XQuery, Saxon and BaseX Notes

Russell Bateman
October 2015
last update:

I downloaded from http://sourceforge.net/projects/saxon/files/Saxon-HE/9.6/:

    SaxonHE9-6-0-7J.zip

For pom.xml:

<dependency>
  <groupId>net.sf.saxon</groupId>
  <artifactId>Saxon-HE</artifactId>
  <version>9.6.0-7</version>
</dependency>

Note: to pretty-print any XML that's not got newlines and tabs, try these commands:

$ mv filename.xml tmp.xml
$ cat tmp.xml | xmllint --format - > filename.xml

Ken's notes

XQuery is an extremely well-defined, mature and powerful W3C standard that has many implementations and does exactly this kind of thing. You can do some really sophisticated stuff, but for simple XML extractions, the XQuery scripts are correspondingly simple.

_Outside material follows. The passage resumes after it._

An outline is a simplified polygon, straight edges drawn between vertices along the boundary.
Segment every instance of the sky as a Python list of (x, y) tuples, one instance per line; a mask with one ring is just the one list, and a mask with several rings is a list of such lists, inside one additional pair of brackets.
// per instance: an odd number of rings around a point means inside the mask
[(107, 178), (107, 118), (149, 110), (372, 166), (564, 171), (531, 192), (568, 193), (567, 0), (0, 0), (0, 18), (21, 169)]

XQuery uses standard XPath expressions to drill into XML structure, and it supports various boolean tests and string functions to get just what you need. You can define your own functions. You can output XML (with or without a header), partial XML-like content, or even plain text. I've used XQuery happily to "down-translate" selected information from XML dictionaries directly into non-XML source files that can be compiled by the Xerox lexc program, for example. And I'd use it again to down-translate from XML dictionaries into Kleene source code, though I haven't gotten around to it yet.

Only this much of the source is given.